News & Updates Till Death Do Us Party

I Went Fourth… and I Conquered

After eight months of avoiding it, and eight months working away on edits, the fourth draft of Till Death Do Us Party is now complete.

As I sit in front of my screen, the glow of blue light assaulting my eyeballs, it’s been about twenty-four hours since I completed Till Death Do Us Party’s fourth draft (it’ll be closer to sixty hours once this post is published). It’s been a while since I’ve been able to post one of these updates—the plan was always to let the manuscript sit for a while, percolating before I could summon the will to get back into it.

And it spent eight months percolating, while I spent my time making a point of writing anything else. But in eight weeks (or a little under, if I was the bragging type), I made my way through its pages, massaging the words and (hopefully) improving on what I had.

As is the writer’s way, I spent the last eight weeks oscillating between Till Death Do Us Party being the greatest piece of fiction ever written, to it being the most horrendous piece of shit anybody has typed out in the history of storytelling. But as I take a step back and look at what I’ve committed to paper (if only electronically; I haven’t yet printed it out), I believe I can say it sits somewhere in between.

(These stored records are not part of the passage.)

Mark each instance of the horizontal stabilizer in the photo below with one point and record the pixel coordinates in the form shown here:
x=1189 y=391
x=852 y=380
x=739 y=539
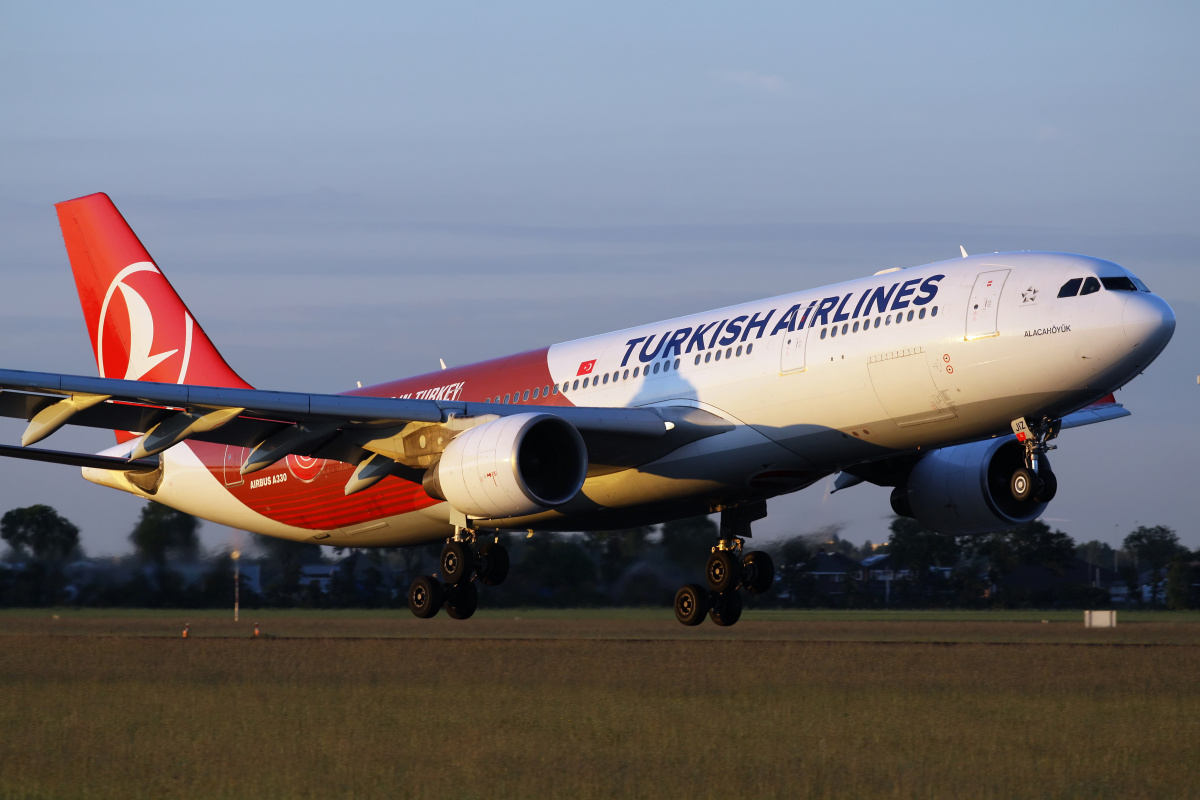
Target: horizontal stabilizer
x=81 y=459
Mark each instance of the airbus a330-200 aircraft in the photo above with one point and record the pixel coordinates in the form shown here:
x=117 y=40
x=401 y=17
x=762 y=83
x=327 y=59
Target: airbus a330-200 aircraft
x=945 y=382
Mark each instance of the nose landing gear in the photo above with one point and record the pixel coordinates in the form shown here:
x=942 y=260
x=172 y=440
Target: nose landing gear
x=727 y=572
x=1035 y=480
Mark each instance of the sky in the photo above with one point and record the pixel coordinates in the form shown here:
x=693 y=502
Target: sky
x=351 y=193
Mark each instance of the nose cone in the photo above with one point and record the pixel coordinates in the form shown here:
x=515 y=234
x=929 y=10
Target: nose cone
x=1149 y=324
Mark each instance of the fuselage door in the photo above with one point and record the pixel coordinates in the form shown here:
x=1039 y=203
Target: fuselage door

I know I’m pretty partial to my little story, and that’s half the battle, right?

When I finished the previous draft oh so long ago, I was half-expecting my fresh eyes to demand wholesale changes. My eyes didn’t make such demands; it turns out I was fairly partial to that draft, too. The changes to this draft are relatively minor, I excised some parts that didn’t quite click, and others that added complexity that confused the story rather than added anything of value.

But at its core, Till Death Do Us Party, draft four is essentially the same story as it was in draft three. And more importantly, it’s shaping up to be the story I set out to write: a humorous fantasy horror about an unwitting couple who ends up in Hell. It’s violent, it’s profane, and it’s possibly a little sacrilegious. Its protagonists see themselves as leaders, but you likely wouldn’t want to follow them anywhere. They may not be your archetypal heroes; they likely won’t set the example you wish to follow. But hopefully, you, the reader, will want to follow along and bear witness to their misadventures. And as you do, I hope it makes you laugh.

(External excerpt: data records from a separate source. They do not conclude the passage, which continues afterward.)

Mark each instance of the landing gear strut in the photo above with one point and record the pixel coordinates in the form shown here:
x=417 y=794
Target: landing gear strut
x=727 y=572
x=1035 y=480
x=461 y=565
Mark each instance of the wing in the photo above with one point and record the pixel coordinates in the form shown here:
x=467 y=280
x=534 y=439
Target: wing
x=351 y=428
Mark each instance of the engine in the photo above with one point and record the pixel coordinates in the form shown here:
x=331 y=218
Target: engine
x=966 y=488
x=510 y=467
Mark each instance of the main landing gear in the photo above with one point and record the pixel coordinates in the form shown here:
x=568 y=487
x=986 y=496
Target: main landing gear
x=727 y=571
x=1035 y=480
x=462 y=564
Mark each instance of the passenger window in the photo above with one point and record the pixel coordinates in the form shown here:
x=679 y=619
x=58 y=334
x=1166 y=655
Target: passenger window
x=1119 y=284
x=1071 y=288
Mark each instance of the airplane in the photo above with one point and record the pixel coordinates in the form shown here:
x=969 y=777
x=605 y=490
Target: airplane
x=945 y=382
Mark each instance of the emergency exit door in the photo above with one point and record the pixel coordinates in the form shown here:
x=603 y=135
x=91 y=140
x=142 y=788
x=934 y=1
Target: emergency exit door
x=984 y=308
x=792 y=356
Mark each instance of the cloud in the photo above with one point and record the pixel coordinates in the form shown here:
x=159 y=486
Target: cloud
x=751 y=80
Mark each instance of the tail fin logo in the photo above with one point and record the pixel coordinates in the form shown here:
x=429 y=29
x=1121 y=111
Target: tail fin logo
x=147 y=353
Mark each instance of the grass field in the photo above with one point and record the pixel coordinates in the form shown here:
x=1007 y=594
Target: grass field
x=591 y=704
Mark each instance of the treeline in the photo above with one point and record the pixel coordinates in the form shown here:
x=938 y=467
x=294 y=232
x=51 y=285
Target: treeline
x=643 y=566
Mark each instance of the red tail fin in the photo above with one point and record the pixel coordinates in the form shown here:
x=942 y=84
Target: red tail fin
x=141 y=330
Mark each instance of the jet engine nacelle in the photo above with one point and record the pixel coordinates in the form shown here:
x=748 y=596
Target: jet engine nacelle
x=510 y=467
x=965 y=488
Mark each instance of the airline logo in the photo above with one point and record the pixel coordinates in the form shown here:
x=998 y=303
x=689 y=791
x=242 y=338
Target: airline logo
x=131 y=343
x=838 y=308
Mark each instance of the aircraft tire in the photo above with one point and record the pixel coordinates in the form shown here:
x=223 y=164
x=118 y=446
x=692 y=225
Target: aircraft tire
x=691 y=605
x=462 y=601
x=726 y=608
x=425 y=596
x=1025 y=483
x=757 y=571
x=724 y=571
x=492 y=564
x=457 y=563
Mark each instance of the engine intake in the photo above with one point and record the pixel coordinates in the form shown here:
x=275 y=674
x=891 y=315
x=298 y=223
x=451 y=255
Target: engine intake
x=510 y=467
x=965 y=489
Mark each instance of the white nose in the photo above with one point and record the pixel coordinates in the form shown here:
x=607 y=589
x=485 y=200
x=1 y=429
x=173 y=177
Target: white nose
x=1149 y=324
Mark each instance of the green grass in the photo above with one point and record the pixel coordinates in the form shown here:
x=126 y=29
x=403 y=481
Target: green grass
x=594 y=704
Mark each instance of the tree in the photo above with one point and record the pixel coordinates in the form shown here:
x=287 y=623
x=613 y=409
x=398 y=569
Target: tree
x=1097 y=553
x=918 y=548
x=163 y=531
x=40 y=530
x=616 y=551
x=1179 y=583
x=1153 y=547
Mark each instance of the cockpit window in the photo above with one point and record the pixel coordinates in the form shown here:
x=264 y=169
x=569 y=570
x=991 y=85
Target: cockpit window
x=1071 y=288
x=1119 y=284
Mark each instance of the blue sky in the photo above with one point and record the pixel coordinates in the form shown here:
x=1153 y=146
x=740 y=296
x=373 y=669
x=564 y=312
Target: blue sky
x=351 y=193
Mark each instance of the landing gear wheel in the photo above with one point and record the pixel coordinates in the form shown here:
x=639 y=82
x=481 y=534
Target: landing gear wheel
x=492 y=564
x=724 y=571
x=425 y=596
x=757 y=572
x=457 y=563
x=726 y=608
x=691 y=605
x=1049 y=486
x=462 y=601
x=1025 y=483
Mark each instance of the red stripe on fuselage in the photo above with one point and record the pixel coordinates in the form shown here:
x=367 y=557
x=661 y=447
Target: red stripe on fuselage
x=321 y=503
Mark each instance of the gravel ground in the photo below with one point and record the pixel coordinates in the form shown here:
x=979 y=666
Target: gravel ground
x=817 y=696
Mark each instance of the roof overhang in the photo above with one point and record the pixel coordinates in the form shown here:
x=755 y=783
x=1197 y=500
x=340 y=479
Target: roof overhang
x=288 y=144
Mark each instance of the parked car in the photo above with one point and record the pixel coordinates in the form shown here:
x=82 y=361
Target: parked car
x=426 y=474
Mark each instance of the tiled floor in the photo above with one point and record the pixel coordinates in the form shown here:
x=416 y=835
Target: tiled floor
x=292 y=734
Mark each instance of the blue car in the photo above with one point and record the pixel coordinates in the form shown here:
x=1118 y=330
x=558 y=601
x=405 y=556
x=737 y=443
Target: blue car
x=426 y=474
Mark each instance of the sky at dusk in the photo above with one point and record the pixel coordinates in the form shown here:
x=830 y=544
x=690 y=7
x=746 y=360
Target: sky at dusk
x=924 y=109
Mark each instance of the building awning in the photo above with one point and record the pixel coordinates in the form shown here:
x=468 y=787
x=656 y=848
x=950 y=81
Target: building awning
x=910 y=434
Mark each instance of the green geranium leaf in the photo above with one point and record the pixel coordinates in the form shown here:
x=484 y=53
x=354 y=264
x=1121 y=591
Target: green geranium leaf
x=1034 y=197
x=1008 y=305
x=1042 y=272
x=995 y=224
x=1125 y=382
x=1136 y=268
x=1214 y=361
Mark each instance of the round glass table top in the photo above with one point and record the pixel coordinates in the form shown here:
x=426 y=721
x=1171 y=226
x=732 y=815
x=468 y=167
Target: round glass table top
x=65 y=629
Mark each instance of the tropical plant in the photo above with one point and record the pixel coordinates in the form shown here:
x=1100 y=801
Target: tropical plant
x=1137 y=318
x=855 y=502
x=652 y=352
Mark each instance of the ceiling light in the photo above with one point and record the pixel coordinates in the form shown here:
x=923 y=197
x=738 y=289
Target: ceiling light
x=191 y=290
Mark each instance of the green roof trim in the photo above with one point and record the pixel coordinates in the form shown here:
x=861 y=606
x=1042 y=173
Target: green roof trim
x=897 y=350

And as you laugh, I hope you wince. I hope you cringe. I hope you cry. And most of all, I hope you feel sick to your very stomach. This is a story that plays into the absurd, also one that plunges into the depths of humanity’s worst instincts.

Coming in at thirty-six chapters comprising a grand total of 132,229 words, it’s not a short piece of work. I went in with the aim of cutting down its words. Not only did I remove unnecessary words from it, I removed parts of scenes to streamline it. And yet, it grew. Only by 1,219 words, but at this point, it is now the longest it has ever been. I’ll work on streamlining it down in the next draft (draft 4.1, because I have a strange obsession with iterative versions), refining the wording, rather than the story itself. It’s a plan that will likely only last as long as I don’t think of more things to throw into the mix.

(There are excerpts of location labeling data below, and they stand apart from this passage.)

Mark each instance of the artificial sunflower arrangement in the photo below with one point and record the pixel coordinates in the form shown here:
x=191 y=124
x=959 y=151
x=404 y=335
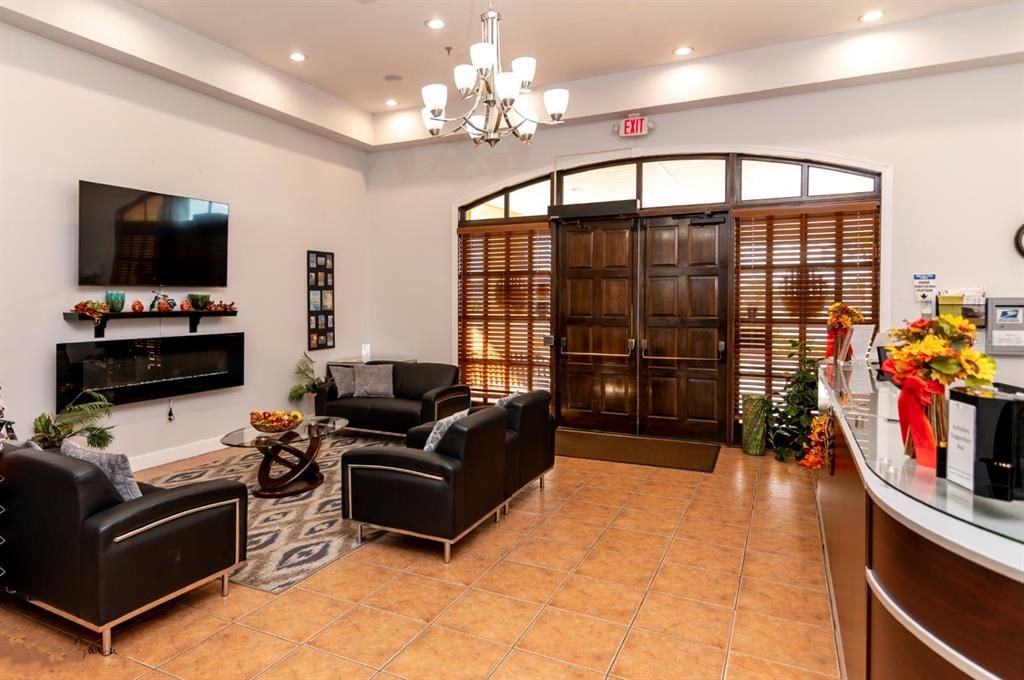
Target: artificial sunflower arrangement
x=818 y=445
x=842 y=316
x=939 y=351
x=930 y=355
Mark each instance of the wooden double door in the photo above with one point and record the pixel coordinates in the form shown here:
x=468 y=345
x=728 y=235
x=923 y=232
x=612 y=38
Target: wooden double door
x=641 y=325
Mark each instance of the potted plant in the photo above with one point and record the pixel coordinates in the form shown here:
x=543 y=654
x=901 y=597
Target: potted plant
x=76 y=418
x=309 y=384
x=791 y=422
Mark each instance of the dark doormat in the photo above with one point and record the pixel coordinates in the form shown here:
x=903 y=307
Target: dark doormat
x=639 y=451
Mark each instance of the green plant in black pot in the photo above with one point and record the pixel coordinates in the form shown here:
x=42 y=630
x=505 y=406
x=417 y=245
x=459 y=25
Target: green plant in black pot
x=309 y=382
x=790 y=421
x=79 y=417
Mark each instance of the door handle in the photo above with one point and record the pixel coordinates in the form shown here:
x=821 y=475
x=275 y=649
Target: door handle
x=644 y=354
x=630 y=346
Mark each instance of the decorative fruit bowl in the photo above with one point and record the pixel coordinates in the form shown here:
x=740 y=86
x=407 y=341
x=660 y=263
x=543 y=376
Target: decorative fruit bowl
x=274 y=421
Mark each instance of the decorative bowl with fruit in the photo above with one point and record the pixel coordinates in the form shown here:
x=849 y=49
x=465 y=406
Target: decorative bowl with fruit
x=274 y=421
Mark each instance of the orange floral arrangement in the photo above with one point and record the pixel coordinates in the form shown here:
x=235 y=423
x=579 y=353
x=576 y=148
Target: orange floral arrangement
x=938 y=351
x=818 y=447
x=842 y=316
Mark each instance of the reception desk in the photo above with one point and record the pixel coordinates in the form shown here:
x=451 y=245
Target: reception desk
x=927 y=580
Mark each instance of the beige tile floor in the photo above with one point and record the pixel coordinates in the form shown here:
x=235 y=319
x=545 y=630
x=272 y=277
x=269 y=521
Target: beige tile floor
x=611 y=570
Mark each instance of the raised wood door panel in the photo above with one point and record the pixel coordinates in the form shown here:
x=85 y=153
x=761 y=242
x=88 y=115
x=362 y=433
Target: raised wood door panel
x=596 y=274
x=684 y=327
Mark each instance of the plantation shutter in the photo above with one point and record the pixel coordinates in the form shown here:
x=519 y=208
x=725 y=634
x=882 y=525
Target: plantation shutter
x=790 y=265
x=504 y=308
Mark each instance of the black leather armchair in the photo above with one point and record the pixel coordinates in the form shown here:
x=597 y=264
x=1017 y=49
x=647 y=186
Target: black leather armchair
x=529 y=445
x=441 y=495
x=73 y=547
x=422 y=392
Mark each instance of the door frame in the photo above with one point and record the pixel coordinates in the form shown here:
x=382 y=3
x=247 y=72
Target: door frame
x=562 y=163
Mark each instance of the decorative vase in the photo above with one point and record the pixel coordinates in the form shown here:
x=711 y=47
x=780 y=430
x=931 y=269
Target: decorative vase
x=755 y=417
x=116 y=300
x=924 y=422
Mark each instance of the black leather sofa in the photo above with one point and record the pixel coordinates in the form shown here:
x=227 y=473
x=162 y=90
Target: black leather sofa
x=529 y=442
x=423 y=392
x=440 y=495
x=74 y=548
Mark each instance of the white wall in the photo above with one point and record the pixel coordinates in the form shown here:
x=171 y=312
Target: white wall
x=67 y=116
x=951 y=144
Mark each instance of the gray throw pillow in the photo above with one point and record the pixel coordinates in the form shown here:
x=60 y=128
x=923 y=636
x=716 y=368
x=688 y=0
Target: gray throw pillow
x=376 y=380
x=505 y=399
x=344 y=380
x=440 y=428
x=115 y=466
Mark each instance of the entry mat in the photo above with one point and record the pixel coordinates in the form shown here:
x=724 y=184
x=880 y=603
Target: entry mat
x=695 y=456
x=289 y=538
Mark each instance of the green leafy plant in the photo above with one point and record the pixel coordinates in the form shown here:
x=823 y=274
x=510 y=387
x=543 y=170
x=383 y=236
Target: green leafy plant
x=790 y=422
x=76 y=418
x=309 y=382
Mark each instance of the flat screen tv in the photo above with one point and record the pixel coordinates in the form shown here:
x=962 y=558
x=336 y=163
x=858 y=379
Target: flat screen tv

It won’t be another eight months before I move on to draft 4.1. I’m going to let it sit for a little while, where I’ll use the break to get ahead with the book reviews I have planned for the rest of the year. And by the time we tick over to 2023, in about six weeks’ time, I’m hoping to have made some real progress with it.

There’ll still be work to do, there’ll be a draft five, and likely a draft six. But I’m hoping you’ll see Till Death Do Us Party at some point during 2023. And after that? Other than bringing Luminary to a publishable state, I’d better get to work on the sequel.